Sabathia has gained his weight back, and we have yet to find out if the mental aspect of his game has improved over the 2014 version. I wrote multiple times last spring and once the regular season started, that I felt he rushed back from off-season elbow surgery. I also believed his dramatic weight loss would affect his pitching. Yes and yes. What none of us knew at the time, was that his knee was falling apart slowly, and with each painful delivery he made. The Yankees finally got smart, shut him down, and saved us all a season-long grease fire.
He's back, and he's attempting to prove that last year was the low point of what's been an extremely solid career. Now I'm not here to tell you Sabathia will EVER be a Cy Young-caliber pitcher ever again. That ship has sailed. Do I believe, if he can remain relatively healthy, and gain back the confidence he lost last year, along with making the essential adjustments of transitioning from a thrower to a pitcher, that he can be a serviceable big league starter, then the answer is yes. If he can bounce back this season, and the Yankees' offense can score runs in 2015, with that bullpen, Sabathia has 12-to-14-win potential. But everything must go right.
During the first inning of Tuesday's spring debut versus the Toronto Blue Jays, he looked solid. A strikeout sandwiched by a pair of ground outs, and Sabathia seemed to be just fine. THEN, the second inning came. He left too many pitches in the zone, his velocity was down, a pair of extra-base hits along with two singles, and he looked like he did in 2014...lost. What's the difference? Sabathia appeared to be "working" on some things. Location, in and out, up and down, and yes, some good wood found the baseball. It's nothing to fret about just yet. It's a typical spring start for a seasoned veteran who isn't looking to win the Cy Young in his spring debut. Yankees fans...give it some time.
Now for the bonehead of the week. Yes, I'm speaking of former Yankees' closer David Robertson. You know, he reminds me of those people, that are in a solid relationship, the relationship ends, they claim to be just fine, and that they're better off without their partner, but cannot let it go. They stalk their former partner on Facebook, drive by their house, and make them the center of every conversation no matter who is listening, yet keep their "I'm better off without them" game face on. Dude, we know you're feelings are hurt that the Bombers didn't even make you an offer to keep you.

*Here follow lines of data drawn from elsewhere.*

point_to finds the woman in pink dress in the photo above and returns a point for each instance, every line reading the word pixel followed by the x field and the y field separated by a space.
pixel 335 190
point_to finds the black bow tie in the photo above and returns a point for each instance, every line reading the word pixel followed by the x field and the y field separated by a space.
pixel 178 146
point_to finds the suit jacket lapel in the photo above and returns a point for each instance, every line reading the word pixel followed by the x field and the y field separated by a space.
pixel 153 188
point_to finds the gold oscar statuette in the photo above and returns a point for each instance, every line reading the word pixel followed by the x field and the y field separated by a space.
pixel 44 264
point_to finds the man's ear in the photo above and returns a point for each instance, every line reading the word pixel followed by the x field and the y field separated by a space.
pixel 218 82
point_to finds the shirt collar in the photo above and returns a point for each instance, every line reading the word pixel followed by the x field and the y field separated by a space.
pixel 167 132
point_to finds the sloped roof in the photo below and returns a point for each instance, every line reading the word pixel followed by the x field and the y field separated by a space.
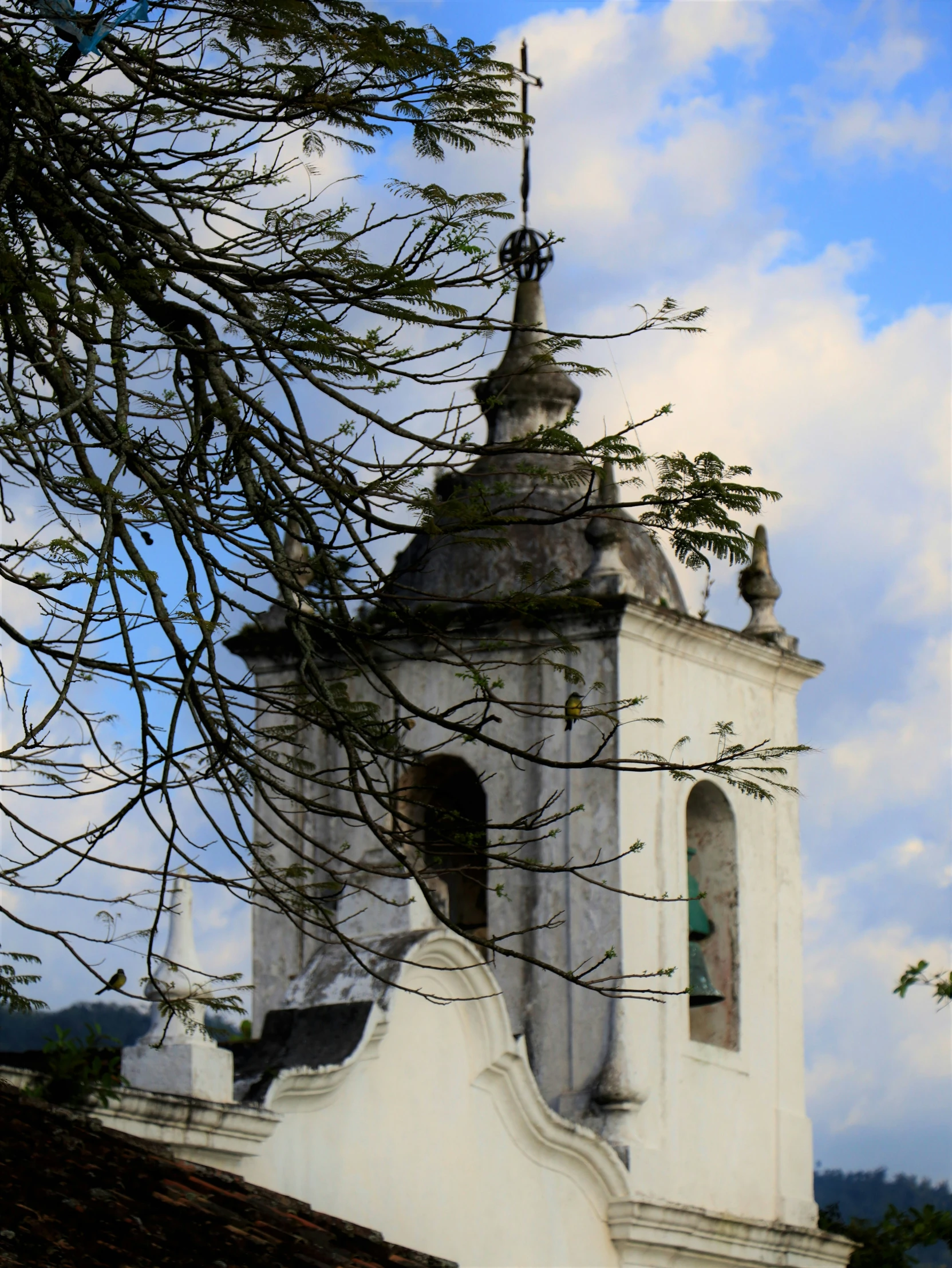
pixel 78 1195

After the build-up of having to replace someone that is irreplaceable in Mariano Rivera, and after putting up a solid, but not spectacular season in his lone season as the closer, there is no doubt in my mind that his feelings are hurt. Robertson feels disrespected, and while the Yankees have moved on without as much as Robertson being an afterthought, the scorned ex simply can't let it go. He's made comments prior to his departure for Chicago, and he's back at it, this time discussing of all things, the team's facial hair policy. We are all well aware of the policy. We've seen ex-Yankees in recent years leave New York, and grow it out. That's their choice. When you don the pinstripes, you don't. That was the policy of the old man, and his sons, while far from carbon copies of their father, have at least kept some semblance of their father's legacy alive, albeit an antiquated one.

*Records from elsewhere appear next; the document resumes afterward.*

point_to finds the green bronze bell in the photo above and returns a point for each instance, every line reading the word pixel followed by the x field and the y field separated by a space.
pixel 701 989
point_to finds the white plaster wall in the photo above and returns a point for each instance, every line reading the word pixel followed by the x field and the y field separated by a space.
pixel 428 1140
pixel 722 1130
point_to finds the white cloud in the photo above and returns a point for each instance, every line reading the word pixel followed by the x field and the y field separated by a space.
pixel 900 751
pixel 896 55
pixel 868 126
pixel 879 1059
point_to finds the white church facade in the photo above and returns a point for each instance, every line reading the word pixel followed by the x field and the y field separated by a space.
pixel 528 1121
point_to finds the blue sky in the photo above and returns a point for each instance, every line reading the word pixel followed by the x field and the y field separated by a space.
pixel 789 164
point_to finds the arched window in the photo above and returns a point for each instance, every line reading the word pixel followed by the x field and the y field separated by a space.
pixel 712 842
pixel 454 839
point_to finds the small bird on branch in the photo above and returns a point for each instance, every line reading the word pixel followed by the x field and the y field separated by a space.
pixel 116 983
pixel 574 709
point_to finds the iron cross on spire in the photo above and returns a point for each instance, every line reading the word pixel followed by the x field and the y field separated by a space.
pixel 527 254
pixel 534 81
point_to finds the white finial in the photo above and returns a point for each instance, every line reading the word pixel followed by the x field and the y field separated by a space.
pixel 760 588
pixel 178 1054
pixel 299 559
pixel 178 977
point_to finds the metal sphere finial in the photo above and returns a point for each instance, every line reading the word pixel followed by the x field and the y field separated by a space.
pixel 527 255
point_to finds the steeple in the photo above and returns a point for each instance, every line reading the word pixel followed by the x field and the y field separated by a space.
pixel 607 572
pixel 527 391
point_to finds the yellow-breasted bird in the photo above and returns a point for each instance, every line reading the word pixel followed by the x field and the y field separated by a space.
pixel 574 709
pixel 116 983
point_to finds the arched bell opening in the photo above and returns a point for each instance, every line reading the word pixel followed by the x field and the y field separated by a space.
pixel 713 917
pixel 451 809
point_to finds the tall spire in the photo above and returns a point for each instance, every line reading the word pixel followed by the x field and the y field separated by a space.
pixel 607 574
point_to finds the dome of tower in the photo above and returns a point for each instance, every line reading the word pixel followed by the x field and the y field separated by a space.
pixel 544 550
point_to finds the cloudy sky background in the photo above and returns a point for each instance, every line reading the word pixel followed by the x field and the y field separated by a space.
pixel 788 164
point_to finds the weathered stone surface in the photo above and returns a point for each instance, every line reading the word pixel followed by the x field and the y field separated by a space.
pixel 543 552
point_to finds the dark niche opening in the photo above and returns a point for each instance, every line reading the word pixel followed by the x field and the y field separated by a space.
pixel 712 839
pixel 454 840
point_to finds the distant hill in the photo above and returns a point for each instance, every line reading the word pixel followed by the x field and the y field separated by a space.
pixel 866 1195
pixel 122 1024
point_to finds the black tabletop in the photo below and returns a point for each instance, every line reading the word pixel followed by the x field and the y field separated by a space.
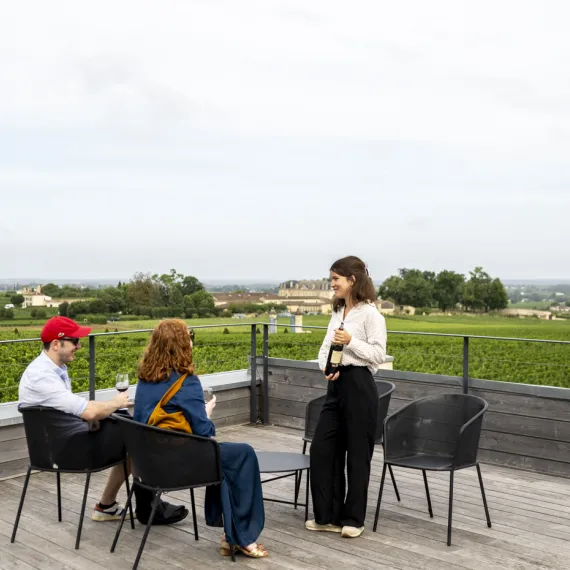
pixel 279 462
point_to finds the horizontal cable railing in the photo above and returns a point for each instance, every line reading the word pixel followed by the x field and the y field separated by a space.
pixel 225 347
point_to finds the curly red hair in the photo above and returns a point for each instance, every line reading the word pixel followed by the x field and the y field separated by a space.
pixel 169 349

Instead of pissing and moaning about what the Yankees do, have done, and will continue to do in terms of team regulations, perhaps D-Rob, or D-Bag, or whatever we wish to call him these days, should concentrate on how he's going to earn that contract that was given to him by his new team. His goal should be to take what Rivera taught him over those years together, including the experience of winning a World Series title, and conveying THAT message to his youthful teammates and bullpen mates, not crying like a high school girl whose boyfriend just kicked her to the curb for a young, hotter upgrade without as much as saying thank you. Grow up.